UPDATED 22:00 EST / AUGUST 22 2023

CLOUD

Customer choices in generative AI and multicloud drive the narrative from VMware Explore

If a picture is worth a thousand words, then VMware Inc.’s current narrative was written in a three-minute video that introduced the company’s keynote session during its Explore conference in Las Vegas today.

The video featured brief remarks from several top enterprise company executives on the subject of generative AI, including Amazon Web Services Inc. Chief Executive Adam Selipsky, Google Cloud CEO Thomas Kurian Advanced Micro Devices Inc. CEO Lisa Su and Hock Tan, CEO of Broadcom Inc. The presence of these leading executives captured VMware’s interest in simplifying its clients’ use of multiple clouds, building new alliances with chipmakers, and preparing for its imminent acquisition by Broadcom.

This week’s VMware Explore gathering comes at a time when the use of generative AI is attracting widespread enterprise interest. The company made several announcements today in this area, including VMware Private AI Foundation with Nvidia, a platform with generative AI software for building, training and deploying models out of the box.

“Our goal is to dramatically decrease the complexity for what it takes for an enterprise to be productive with AI,” VMware CEO Raghu Raghuram (pictured, right, with Nvidia CEO Jensen Huang) said during a briefing for the media on Tuesday following his keynote remarks. “We are providing customers with their choice.”

VMware’s expanded partnership with Nvidia Corp. highlights enterprise concern around the risks that come from using proprietary business data to train generative AI large language models in applications.
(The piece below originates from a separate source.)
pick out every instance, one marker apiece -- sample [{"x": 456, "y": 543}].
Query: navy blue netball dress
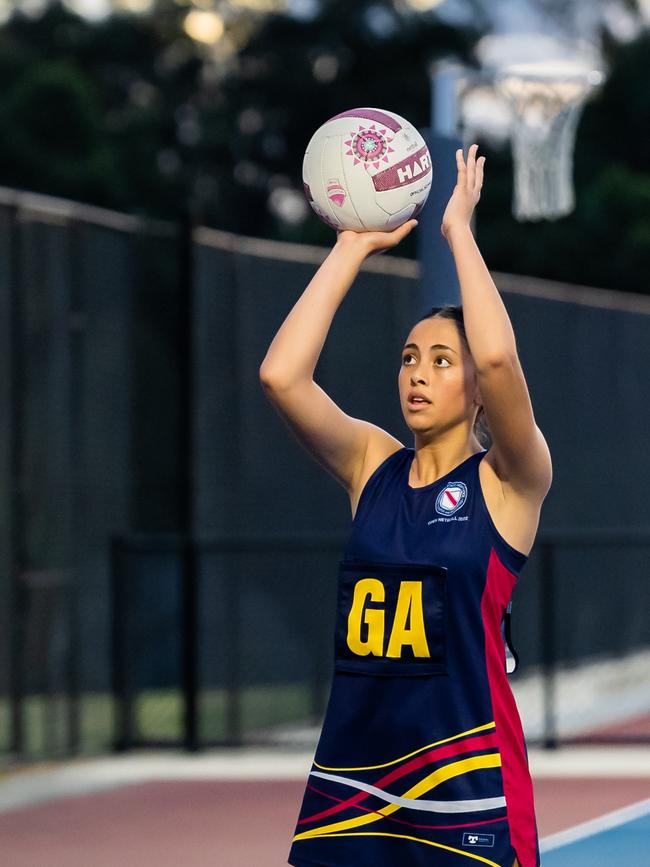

Private AI Foundation offers enterprise customers the ability to run AI services adjacent to data with the goal of preserving data privacy.

The announcement also provides developers with access to Nvidia’s AI Workbench to test and customize AI models, and the platform includes NeMo, Nvidia’s cloud-native framework for deploying generative AI models nearly anywhere.

“This is groundbreaking computer science,” said Huang, who appeared on the Explore keynote stage with Raghuram. “For the first time, enterprises around the world will be able to do Private AI at scale and deploy it through your company.”

‘Cloud smart’ approach

VMware’s generative AI announcements were coupled with a slew of new releases for multicloud support. Generative AI and multicloud are intertwined in the company’s view and this will drive customer decision-making.

The challenge will be developing AI architectures that are not based on a single cloud platform, but rather can be deployed as a consistent, secure and cost-efficient operating model across various clouds. This will require a “cloud smart” approach, according to Kit Colbert, VMware’s chief technology officer, who expressed an interest in avoiding previous sole-source cloud limitations.

“How are we going to architect these AI systems and are we going to learn from the past?” Colbert asked during the post-keynote press briefing. “This is the opportunity we have by taking a cloud smart approach with AI. This is going to be a multicloud problem.”

There was no shortage of multicloud announcements from VMware today. The company kicked off its conference with numerous enhancements including extension of its NSX multicloud software called NSX+ to support consistent networking and security across VMware Cloud environments. VMware also announced the integration of AI features into its Anywhere Workspace cross-cloud services portfolio and new orchestration capabilities for the edge, the next multicloud frontier.

A key element of VMware’s multicloud message is that its partnerships with hyperscale cloud providers allow customers to run cloud solutions directly on its virtualized infrastructure.

“We run our stack on metal from these partners,” Krish Prasad, senior vice president and general manager of VMware’s Cloud Infrastructure Business Group, said in an exclusive interview with SiliconANGLE. “There is no intermediate layer. That’s the beauty of this.”

Acquisition gets closer

In remarks today, VMware executives remained cautiously optimistic that the company’s acquisition by Broadcom would finally come to a long-awaited conclusion. Movement toward final approval gained steam earlier this week when regulators in the United Kingdom greenlighted the $69 billion deal, although additional clearances are still needed by numerous countries, including China.

Asked during the press briefing about whether he was concerned about China’s inaction to date, Raghuram sidestepped the question and simply said, “We are well underway with the regulatory process with the remaining geographies.”

Broadcom’s Tan offered little in his own remarks during a short video aired during the keynote, other than to express confidence that the deal would close during Broadcom’s fiscal 2023 ending Oct. 30 and that the company is committed to its investment in VMware. “We will focus on investing in VMware products and services,” Tan said.